Bez tytułu
Nie potrafię zapomniec... Potrafię tylko nie pamiętać...
...o tym, jak kiedyś cieszylam sie kazda chwila. Bo te wszystkie momenty poswiecalam jemu, temu, ktory wprowadzil we mnie codzienna radosc. Pomyslalam sobie, ze tak moge zyc. Uznalam, ze czlowiek, ktory potrafi dac tyle szczescia bedzie zawsze; mylilam sie. I o tym, jak bardzo sie mylilam, przekonalam sie niedawno. Myslalam, ze jemu tez zalezy. Mozliwe, ze zalezalo, ale na pewno nie tak dlugo i bardzo jak mi. Bo chyba do tej pory zostalo we mnie cos z niego. Nadal budzac sie patrze tam, gdzie patrzylam wtedy i wciaz pamietam miejsca, w ktorych spedzilam z nim tyle milych chwil... Naprawde nie potrafie zapomniec, chociaz tyle razy probowalam. I wciaz utrzymuje sie przy slowach, ktore kiedys ci napisalam... I jesli TO przeczytasz to... Wiedz, ze to prawda... Najszczersza prawda... Chociaz moze TY juz dawno o nich zapomniales...

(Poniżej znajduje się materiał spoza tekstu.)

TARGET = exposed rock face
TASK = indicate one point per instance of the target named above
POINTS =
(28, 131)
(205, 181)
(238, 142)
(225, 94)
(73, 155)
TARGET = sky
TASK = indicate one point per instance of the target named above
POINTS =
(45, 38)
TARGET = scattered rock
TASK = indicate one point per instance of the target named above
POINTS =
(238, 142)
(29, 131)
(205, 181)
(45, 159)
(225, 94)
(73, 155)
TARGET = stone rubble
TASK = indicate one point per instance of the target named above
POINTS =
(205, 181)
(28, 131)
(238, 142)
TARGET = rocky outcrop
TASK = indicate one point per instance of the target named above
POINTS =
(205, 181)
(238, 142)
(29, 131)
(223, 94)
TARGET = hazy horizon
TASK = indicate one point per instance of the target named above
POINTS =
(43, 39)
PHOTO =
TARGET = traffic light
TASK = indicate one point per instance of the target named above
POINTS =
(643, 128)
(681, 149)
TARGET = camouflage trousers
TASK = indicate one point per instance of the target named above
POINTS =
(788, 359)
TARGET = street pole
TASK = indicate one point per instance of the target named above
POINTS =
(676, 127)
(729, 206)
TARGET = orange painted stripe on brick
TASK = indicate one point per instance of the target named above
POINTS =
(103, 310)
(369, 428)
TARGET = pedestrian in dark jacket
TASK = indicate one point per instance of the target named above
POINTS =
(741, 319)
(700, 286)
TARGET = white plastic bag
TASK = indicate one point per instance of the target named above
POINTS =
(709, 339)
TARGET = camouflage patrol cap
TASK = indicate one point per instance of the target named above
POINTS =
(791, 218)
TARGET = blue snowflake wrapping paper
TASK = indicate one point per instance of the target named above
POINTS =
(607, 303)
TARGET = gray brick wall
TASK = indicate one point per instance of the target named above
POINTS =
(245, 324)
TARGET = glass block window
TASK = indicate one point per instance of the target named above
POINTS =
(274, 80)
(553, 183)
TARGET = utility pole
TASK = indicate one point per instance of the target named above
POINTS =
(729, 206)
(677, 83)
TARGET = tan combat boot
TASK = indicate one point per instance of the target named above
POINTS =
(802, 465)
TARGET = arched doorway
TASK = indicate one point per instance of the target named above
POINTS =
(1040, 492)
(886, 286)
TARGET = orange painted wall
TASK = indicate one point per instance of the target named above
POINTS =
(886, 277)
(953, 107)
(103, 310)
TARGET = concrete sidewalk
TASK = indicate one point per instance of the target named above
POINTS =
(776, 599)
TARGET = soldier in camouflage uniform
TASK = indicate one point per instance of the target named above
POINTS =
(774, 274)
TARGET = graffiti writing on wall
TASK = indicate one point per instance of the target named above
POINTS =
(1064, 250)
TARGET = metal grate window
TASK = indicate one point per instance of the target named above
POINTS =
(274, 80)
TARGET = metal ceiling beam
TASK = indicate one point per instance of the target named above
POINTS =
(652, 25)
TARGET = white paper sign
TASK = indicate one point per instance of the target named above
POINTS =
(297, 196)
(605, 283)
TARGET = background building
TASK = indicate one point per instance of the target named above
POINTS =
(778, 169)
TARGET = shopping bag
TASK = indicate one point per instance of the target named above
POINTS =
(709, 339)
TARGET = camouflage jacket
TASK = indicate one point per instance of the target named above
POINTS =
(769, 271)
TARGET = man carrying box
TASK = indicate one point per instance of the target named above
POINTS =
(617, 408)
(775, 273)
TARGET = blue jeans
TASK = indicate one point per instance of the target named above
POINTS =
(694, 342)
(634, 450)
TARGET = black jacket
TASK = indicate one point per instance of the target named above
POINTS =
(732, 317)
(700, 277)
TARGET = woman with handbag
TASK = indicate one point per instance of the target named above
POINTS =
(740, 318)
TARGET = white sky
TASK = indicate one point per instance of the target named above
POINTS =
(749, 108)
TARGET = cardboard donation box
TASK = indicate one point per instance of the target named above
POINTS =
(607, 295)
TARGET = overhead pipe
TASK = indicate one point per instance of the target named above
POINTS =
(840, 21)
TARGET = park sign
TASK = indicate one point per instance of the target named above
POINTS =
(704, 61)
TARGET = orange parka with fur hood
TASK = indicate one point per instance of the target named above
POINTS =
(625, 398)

...o tym, ze jest czlowiek, ktory jedna wiadomoscia tyle we mnie zmienil. Nie wychodzi mi zapominanie. Wytrzymuje tak juz... No tydzien moze bedzie. I co dalej. Kolejny tydzien, to kolejna góra prób. Tylko, ze wszystkie proby skazane sa na porazke. Nie potrafie NIE myslec o czlowieku, ktory świecił dla mnie kazdego, nawet najokropniejszego dnia. Tęsknie... Po prostu tęsknie :( ... Chyba tylko tyle wystarczy, zebys wiedzial, jak bardzo mnie od siebie uzalezniles i jak bardzo to wszystko bez ciebie TU traci sens...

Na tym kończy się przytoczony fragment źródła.